The United Nation Conference on Trade and Development's World Investment Report released last Friday showed that Malaysia performed poorly last year, trailing behind countries like the Philippines, Thailand and Indonesia in attracting foreign investment.
Malaysia's severe FDI contraction was even larger compared to the dip of 37 percent in global FDI flows due to the global crisis.
"The other (Southeast Asian) countries attract infrastructure investments like for roads and power supply.
"Malaysia has excess power supply, so we are investing in these areas instead," International Trade and Industry Minister Mustapa Mohamed (right) told reporters after an industry dialogue today.
He also said that it was more a case of quality over quantity, as the country is attracting better-value investments.
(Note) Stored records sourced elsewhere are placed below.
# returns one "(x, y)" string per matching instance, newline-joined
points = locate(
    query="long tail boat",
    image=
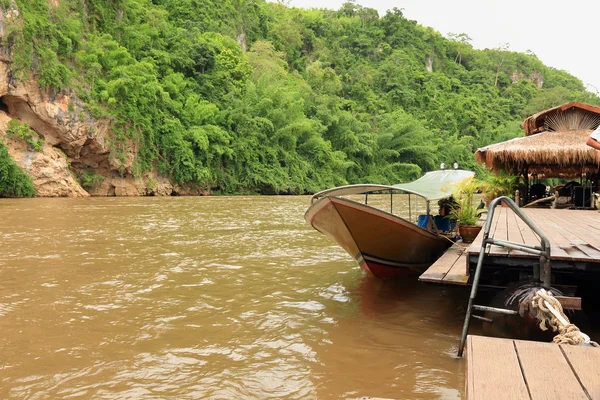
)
(384, 244)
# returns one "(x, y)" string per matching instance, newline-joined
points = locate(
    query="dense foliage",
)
(14, 182)
(245, 95)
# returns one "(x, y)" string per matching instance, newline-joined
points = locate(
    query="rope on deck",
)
(549, 312)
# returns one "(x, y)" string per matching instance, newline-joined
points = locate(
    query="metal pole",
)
(486, 234)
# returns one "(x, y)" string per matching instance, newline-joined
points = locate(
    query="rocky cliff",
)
(72, 145)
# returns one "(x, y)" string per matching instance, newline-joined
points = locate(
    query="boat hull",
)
(383, 244)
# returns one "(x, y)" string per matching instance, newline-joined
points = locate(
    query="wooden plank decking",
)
(518, 369)
(574, 236)
(450, 268)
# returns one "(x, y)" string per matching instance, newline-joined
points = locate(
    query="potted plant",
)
(466, 210)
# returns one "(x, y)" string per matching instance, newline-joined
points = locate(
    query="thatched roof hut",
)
(553, 145)
(539, 122)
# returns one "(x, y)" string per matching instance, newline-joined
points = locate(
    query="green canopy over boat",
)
(434, 185)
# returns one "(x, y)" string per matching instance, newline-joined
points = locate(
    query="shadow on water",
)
(400, 341)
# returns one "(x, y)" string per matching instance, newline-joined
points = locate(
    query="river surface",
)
(208, 298)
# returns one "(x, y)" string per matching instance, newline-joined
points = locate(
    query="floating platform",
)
(574, 237)
(518, 369)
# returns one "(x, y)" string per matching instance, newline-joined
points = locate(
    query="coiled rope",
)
(549, 312)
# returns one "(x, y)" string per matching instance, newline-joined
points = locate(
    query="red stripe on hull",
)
(383, 271)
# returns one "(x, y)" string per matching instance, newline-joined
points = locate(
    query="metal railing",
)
(541, 273)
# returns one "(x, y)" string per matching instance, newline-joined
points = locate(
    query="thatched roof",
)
(539, 122)
(550, 153)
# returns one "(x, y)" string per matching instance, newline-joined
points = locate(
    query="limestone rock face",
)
(74, 145)
(73, 142)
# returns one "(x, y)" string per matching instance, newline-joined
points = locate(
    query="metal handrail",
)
(542, 273)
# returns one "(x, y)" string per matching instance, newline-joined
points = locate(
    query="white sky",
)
(564, 35)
"We are attracting quality investments which generate benefits. There is a company which invested only RM200 million but created 1,500 jobs for our graduates," he said.
Being at a different level of the development scale also makes us uncompetitive in attracting investments in certain sectors.
"We cannot compete on textiles, apparel, low-end furniture production and other labour-intensive low-end manufacturing areas," he said.
Mustapa's explanation is very interesting. He argues that Malaysia is at a different development stage compared to other Asean countries which made it difficult to attract low end investments. This may be true but it also means that the country's economy structure is so narrow that we have not been able to attract high end investments compared to our southern neighbour.
Mustapa should enlighten us on this new development level we have reached and what the opportunities available to investors. Interestingly, we are still investing in infrastruture too. Recently, the government has earmarked a new LRT project amounting to almost RM40 billion in investment.
Ironically, Singapore being the most developed country in Asean was able to attract USD16 billion in 2009. Singapore is home/work base to mostly 300k knowledge workers from Malaysia.
If Malaysia is attracting higher end investments, where are the high level jobs?
Miti needs to be more specific with its justification.
Moreover, this is not the time for justification but solution. We need a solution and this government should stop being in denial.